Проповедник согнулся пополам, воздух вырвался из него, точно из ржавых мехов. Касалкин завизжал и приземлился лицом в землю, разметав деревянные розы и беспомощно пытаясь швырнуть в Говарда молоток. Говард же отпрыгнул, одновременно поворачиваясь, и с силой опустил тяжелый шест на видеокамеру Джейсона. Раздался удовлетворительный хруст чего-то ломающегося, и большая черная пластмассовая штуковина вылетела на тротуар и скатилась на мостовую. Сделав полшага назад, Говард размахнулся снова – дождем осколков разлетелась лампа.
Тут на него набросилась озверелая миссис Банди, скрючив пальцы, оцарапала ему шею. Он развернулся, занося шест намеренно высоко, чтобы ей пришлось упасть на колени, когда импровизированная бита пронеслась у нее над макушкой. Потом, нанеся еще один, последний, удар Джейсону, который дико размахивал камерой над головой, Говард выбежал на улицу, понесся по Зеленодольной к центру, бросив по дороге шест в сорняки на пустующем участке.
Он успел свернуть за угол и притаиться в тени еще до того, как они погнались за ним, и, не оглядываясь, резко свернул влево и заполз в кусты вдоль заднего забора миссис Лейми.
Шаги приблизились, прошли мимо и заухали прочь, к перекрестку. Ему показалось, он услышал, что в ту же сторону удаляются и другие. Ага, они решили схитрить и разделились, может, захотели его окружить. Потерянное время дорого им обойдется. Он осторожно выглянул: кругом ни души, но вдалеке слышались крики. По-видимому, они ищут его на утесах.
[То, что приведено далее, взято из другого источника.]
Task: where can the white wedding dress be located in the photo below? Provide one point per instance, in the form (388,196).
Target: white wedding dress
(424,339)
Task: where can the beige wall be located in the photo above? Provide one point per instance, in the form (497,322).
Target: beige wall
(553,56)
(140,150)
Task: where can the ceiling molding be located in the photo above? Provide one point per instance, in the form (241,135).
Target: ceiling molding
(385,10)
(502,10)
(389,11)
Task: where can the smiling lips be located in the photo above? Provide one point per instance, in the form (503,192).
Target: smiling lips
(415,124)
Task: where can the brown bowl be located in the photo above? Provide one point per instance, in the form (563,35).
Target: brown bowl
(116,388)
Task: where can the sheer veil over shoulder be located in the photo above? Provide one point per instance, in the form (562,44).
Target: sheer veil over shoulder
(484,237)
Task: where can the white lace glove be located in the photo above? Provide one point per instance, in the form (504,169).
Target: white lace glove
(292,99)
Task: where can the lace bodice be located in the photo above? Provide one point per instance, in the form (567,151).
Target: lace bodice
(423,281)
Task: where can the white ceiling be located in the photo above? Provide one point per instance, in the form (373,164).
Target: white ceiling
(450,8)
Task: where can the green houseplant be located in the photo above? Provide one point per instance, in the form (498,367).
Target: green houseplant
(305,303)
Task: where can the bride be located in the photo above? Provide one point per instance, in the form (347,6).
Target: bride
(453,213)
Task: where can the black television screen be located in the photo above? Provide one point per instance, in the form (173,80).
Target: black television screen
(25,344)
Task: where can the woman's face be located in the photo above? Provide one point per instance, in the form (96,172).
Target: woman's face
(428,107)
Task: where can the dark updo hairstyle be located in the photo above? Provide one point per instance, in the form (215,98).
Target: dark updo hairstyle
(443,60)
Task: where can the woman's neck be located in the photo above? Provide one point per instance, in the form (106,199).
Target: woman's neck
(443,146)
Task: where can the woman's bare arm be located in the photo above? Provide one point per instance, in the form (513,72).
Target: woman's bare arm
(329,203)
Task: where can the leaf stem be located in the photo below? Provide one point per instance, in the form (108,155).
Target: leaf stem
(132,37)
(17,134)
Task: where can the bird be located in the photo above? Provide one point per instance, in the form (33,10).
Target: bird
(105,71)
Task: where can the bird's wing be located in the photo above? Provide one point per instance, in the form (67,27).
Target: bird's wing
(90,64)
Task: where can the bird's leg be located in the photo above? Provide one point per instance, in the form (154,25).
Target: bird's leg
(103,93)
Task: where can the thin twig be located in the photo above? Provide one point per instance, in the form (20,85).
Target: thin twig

Подтянувшись, он перевалился через деревянный забор, тяжело приземлился на больную ногу, поморщившись от боли, которая прошила ему лодыжку и колено. Он даже удивился, насколько стал зависеть от палки Грэхема. С тех пор, как он всего полчаса назад выпустил ее из рук, боль в ноге, казалось, утроилась.
Не мешкая более ни секунды, он похромал через открытую заднюю дверь, бесшумно прикрыв ее за собой, и сразу забрался в огромный буфет на подсобной веранде. Оказалось, это не буфет, а отапливаемый ватерклозет с горячей водой, тем не менее в щели вентиляционной решетки в стене почти ничего не было видно. Он приготовился к долгому ожиданию, вспоминая, как расположены в доме комнаты. Где-то внутри лежит его палка, и без нее он не уйдет.
Он мог бы рискнуть пойти за ней сразу, вот только в гостиной все еще сидел Горноласка и разговаривал с миссис Лейми. До Говарда доносились их голоса. Ему совсем не хотелось снова драться, разве что его к этому вынудят. У него ведь и после прошлой битвы еще поджилки трясутся. Необходимо забрать оттуда палку так, чтобы никто не пострадал, а главное – он сам.
Говард смирился с долгим ожиданием. До одиннадцати еще час. Если не останется ничего другого, он может выскользнуть через заднюю дверь и исчезнуть, начисто испортив вечер. Вот и пытайся убедить врага, что у тебя душа наемника.
Первой вернулась Гвендолин Банди. Говард слышал, как она терзает миссис Лейми рассказом о предательстве Говарда. Горноласка громко расхохотался, делая вид, будто недоумевает, как это могло явиться для кого-то неожиданностью. Они с миссис Лейми наблюдали за всей эскападой в окно. Незадачливые шалопаи получили по заслугам. Отрывать крылышки мухам – не его стезя, сказал он. Он предпочитает сразу их давить – быстро. Вот зачем Господь изобрел мухобойки. Тут миссис Банди спросила:
– Так кого мы используем теперь? Миссис Лейми промолчала.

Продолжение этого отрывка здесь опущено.